In X-Men: First Class, the character Mystique, played by Jennifer Lawrence, decides that to be true to herself, she will stop hiding behind clothing. Even though her natural “body” is blue, with some scales added over her “naughty” bits, her closest friend, Charles Xavier, is shocked, remarking, “Why are you naked?” In the follow-up movie, X-Men: Days of Future Past, Mystique uses her acrobatic skills to effortlessly take out her enemies in nothing but her blue skin. Does this make Mystique a naturist mutant? Is she even really naked? Or does her mutated physiology make her like an animal for whom clothing is extraneous?

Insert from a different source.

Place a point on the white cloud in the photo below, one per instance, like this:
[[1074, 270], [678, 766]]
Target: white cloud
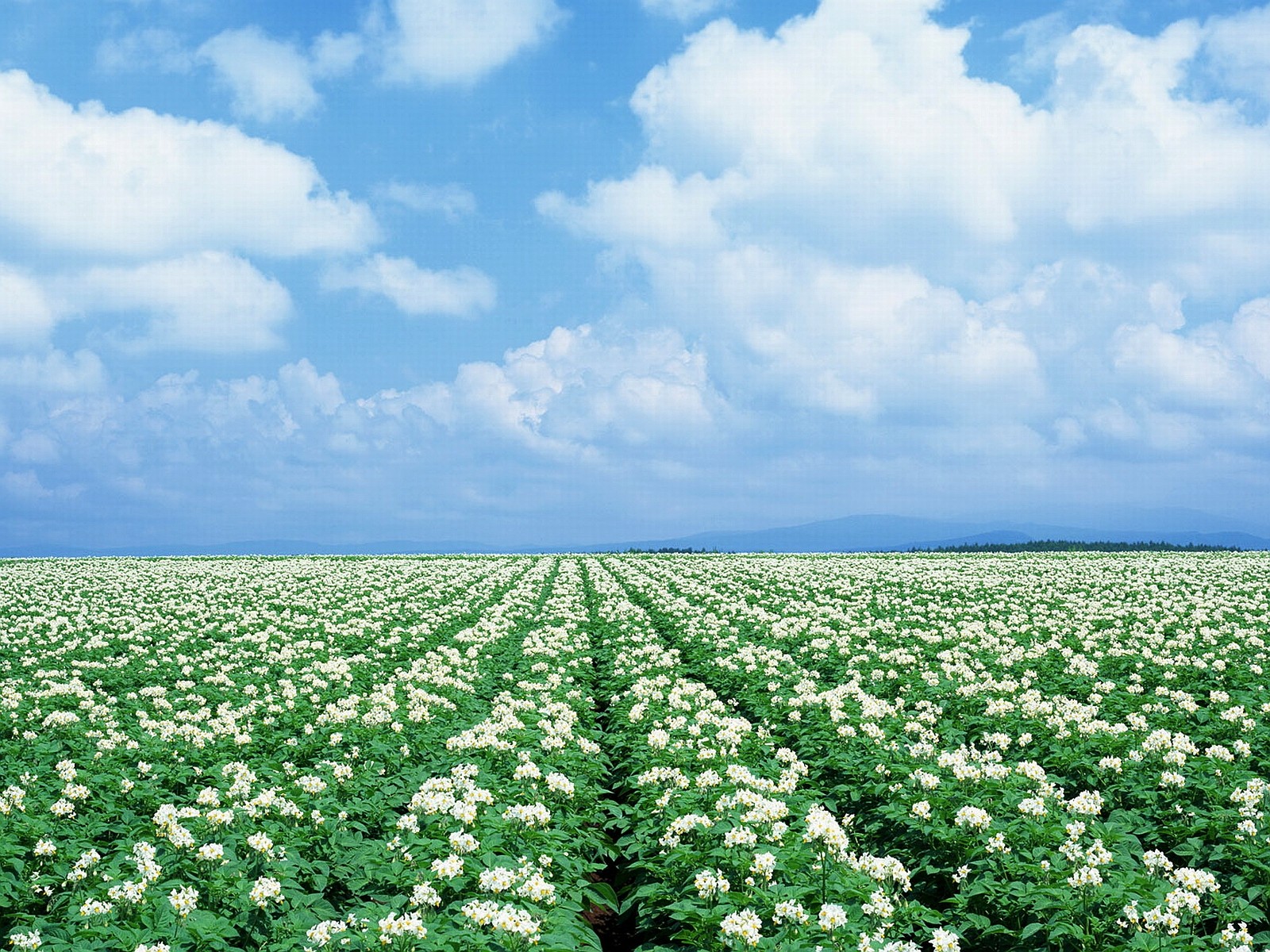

Perhaps the concept of nudity is limited to our own species, and, not needing clothes, Mystique is exempt from the rules of our society.

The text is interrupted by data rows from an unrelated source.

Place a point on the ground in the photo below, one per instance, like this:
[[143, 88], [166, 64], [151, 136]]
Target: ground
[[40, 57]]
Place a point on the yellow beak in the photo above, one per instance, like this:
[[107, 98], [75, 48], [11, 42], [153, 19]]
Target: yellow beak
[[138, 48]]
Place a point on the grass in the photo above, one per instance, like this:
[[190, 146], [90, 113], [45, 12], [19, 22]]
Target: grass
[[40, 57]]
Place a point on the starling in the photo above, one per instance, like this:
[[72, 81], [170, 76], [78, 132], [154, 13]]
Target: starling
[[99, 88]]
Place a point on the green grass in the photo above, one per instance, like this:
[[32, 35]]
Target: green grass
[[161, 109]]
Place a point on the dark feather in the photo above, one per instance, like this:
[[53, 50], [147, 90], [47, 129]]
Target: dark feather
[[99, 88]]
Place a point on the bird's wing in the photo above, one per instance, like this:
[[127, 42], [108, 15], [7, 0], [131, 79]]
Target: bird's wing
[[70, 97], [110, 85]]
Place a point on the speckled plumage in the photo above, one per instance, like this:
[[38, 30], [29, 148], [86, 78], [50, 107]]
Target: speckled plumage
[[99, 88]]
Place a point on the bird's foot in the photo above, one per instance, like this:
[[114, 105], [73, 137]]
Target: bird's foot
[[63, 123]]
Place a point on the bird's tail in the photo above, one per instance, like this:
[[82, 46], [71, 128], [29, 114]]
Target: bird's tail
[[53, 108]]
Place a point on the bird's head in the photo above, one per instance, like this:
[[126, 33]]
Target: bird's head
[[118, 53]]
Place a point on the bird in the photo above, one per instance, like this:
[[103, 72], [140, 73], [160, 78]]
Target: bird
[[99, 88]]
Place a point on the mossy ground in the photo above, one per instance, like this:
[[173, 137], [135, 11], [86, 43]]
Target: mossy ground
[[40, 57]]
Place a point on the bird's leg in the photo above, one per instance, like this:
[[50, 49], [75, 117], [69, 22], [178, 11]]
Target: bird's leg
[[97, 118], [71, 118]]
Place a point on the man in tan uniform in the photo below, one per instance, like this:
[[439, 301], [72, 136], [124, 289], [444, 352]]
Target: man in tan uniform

All this confusion brings to mind the countless efforts by anthropologists to define the term race, which they eventually stopped trying to do, accepting that there is no such thing. We do not typically define a thing by its absence. We do not have words for people who do not wear hats or who do not have jobs, except to add a prefix or a suffix, to say “that man is hat-less” or “he is un-employed.” Using naked to describe a person implies some special characteristic in that person, when nakedness is our most basic state of being. It would be more accurate to say, “that man is pantsless.” Like White, Black, Christian, or Jew, terms like naked are inherently meaningless, deriving from the limited perspective of our time and place in history. This is why governments have such difficulty determining when or where the human body should be legal, because while we can all agree on the ethics of theft and murder, what is or isn’t offensive will always remain open to interpretation and prejudice.